I first went to Europe in college as part of seminar studying war and peace. Our long list of stops in Western Europe also included a few days behind the Iron Curtain in the Soviet cities of Leningrad (St. Petersburg) and Moscow.
To celebrate our first evening in Moscow, a group of us had tickets to see the Kirov Ballet perform at what I am guessing was the Kremlin Palace (rather than at the grander Bolshoi Theater). Our plans were quickly put into question with the news that Soviet Party leader had died and that Red Square and much of the surrounding area was closed, with no idea of when it would reopen to the public. Several phone calls were required to confirm that access to the theater would be allowed for the evening’s performance.
While that was good news, I was disappointed to hear that access to the famous square would be restricted. Saint Basil’s Cathedral was the number one item on my Moscow must-see list.
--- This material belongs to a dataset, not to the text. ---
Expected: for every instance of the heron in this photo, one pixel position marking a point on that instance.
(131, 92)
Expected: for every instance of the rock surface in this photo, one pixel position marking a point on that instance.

Would I even get to see the famous church?
That evening the ballet was entrancing, a couple hours of pure magic.
Later, in the crush of people leaving after the performance, we lost track of where we had entered the theater. Having no idea where to go, we simply followed the crowd through the nearest exit and into the semi-daylight of a spring night in Russia. As the flow of people began to subside, we began to look around and more closely consider where we were.
The street had become part of a broad plaza of sorts. Recognition came slowly, but finally someone said it. “We’re in Red Square.” While not sure how this had come to be, it was clear that she was right: There was the Kremlin’s wall with its glowing star, the cobblestone courtyard before use rose slightly as it broadened into a large square, and there, at the far end, were the distinctive towers of Saint Basil’s.
Giddy with excitement, we raced across the square; Dorothy rushing to Oz, the twisted Technicolor towers beckoning us along a brick road with painted yellow stripes.
The church was every bit as wonderful as I hoped it to be, perhaps in part because of the unexpectedness of my encounter with it.
Talk about the magic of a Russian night!